Review of The Cobweb

The Cobweb (1955)
6/10
The inmates are running the asylum
5 June 2016
The patients and staff of a mental hospital undergo a number of melodramatic moments as they all come to grips with their rather pedestrian mental health issues. Being an MGM motion picture production, the institution is not some grimy state run place that serves low cost meals and whose halls reek of urine and carbolic. Instead, this place is more like a country club/resort with all the amenities, a modern turn on the tres chic sanitarium run by Claude Rains in Now Voyager.

Presiding over the institution is Charles Boyer as the director, but Richard Widmark has all the manic energy as the doctor trying new, less traditional methods on the residents. The most bizarre fact about this flick is that a large part of the plot hinges on which new drapes will be hung in the library - conventional ones or those based on the drawings of sensitive, shy but troubled patient John Kerr. There is lots of back and forth on this subject to the point of being unbelievable.

Amid all the kerfuffle on the drapery question, Boyer tries some of his long in the tooth continental charm on attempting to seduce Widmark's wife, the sizzling hot Gloria Grahame. Needless to say, Boyer strikes out embarrassingly.
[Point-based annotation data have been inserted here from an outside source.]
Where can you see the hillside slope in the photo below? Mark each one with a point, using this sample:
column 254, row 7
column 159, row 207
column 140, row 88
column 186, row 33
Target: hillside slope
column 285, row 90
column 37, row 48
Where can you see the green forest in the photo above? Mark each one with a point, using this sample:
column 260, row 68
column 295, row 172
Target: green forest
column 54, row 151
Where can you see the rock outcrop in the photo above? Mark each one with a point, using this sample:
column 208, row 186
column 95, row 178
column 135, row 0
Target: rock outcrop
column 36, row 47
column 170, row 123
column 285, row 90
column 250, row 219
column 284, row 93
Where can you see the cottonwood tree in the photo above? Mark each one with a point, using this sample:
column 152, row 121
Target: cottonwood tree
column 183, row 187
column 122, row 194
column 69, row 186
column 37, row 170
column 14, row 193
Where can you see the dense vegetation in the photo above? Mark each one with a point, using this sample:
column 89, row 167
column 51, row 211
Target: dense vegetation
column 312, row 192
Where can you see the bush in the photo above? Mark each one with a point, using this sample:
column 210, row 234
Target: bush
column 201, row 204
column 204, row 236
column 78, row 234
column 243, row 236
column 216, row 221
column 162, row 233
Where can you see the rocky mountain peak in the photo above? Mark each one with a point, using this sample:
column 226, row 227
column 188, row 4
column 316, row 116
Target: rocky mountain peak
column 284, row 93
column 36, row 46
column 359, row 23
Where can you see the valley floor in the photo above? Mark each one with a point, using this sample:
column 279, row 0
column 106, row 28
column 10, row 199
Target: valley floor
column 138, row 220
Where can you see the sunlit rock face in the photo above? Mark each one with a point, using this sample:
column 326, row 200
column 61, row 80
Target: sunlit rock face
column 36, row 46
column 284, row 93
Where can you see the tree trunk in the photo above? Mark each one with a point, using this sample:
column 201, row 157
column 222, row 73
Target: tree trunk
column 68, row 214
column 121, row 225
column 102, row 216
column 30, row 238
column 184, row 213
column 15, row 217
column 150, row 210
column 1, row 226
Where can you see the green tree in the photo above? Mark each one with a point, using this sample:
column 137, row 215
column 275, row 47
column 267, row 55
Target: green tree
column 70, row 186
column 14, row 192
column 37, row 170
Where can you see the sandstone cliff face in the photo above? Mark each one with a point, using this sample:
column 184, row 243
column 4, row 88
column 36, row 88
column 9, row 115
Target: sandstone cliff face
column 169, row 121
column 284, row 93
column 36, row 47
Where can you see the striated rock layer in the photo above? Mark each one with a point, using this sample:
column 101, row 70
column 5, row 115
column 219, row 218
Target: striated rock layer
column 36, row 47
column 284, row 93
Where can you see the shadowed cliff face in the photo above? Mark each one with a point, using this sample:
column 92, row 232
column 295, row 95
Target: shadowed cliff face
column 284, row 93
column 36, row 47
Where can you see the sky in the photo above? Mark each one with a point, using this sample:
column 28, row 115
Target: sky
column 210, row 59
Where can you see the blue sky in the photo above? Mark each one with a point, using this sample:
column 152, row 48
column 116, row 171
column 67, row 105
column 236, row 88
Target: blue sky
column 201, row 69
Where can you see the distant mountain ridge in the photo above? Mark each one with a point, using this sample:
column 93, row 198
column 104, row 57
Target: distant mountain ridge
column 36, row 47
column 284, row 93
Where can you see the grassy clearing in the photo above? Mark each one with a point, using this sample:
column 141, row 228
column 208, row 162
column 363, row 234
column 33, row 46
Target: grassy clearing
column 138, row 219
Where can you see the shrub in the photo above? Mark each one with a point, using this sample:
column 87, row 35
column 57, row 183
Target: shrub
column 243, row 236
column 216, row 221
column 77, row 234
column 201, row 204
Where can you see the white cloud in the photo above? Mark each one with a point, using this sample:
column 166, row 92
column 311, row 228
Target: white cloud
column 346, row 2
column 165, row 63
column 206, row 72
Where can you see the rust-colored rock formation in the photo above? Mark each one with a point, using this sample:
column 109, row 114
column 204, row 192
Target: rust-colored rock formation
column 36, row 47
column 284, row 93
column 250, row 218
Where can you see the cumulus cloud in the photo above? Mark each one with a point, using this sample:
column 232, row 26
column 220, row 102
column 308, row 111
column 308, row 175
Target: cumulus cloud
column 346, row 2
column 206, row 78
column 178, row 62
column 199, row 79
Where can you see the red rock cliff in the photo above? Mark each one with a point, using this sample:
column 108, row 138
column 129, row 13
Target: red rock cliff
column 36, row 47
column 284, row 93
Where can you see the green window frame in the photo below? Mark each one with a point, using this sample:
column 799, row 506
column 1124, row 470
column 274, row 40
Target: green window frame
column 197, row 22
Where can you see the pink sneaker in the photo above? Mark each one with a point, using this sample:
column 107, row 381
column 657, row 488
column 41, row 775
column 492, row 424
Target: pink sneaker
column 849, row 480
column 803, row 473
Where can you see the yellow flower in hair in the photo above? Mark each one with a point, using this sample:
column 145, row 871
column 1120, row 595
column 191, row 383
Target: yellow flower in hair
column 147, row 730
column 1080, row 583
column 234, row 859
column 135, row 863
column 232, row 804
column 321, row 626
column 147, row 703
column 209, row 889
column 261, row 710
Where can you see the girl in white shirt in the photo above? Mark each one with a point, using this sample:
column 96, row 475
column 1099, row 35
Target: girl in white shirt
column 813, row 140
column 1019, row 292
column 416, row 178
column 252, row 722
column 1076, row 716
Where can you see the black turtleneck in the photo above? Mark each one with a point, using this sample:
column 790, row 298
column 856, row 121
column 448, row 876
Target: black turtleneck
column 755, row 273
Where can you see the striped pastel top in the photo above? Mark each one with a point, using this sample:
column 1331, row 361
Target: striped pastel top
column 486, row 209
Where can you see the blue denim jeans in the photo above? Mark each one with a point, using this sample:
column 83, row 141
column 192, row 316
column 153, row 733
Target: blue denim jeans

Meanwhile Widmark, who is getting tired of Gloria, starts to have feelings for the activities lady, played by Lauren Bacall. Oscar Levant does his usual droopy eyed slightly melancholic shtick as one of the residents. Now this is the same act that Oscar does while playing piano and attending Parisian cocktail parties in other films, but here, for some reason, the same behavior lands him in a mental hospital.

With all these pots boiling, the movie manages, against type, to finish up in a restrained manner, without anything exploding. A most unusual film for 50's MGM, or for MGM of any era previously.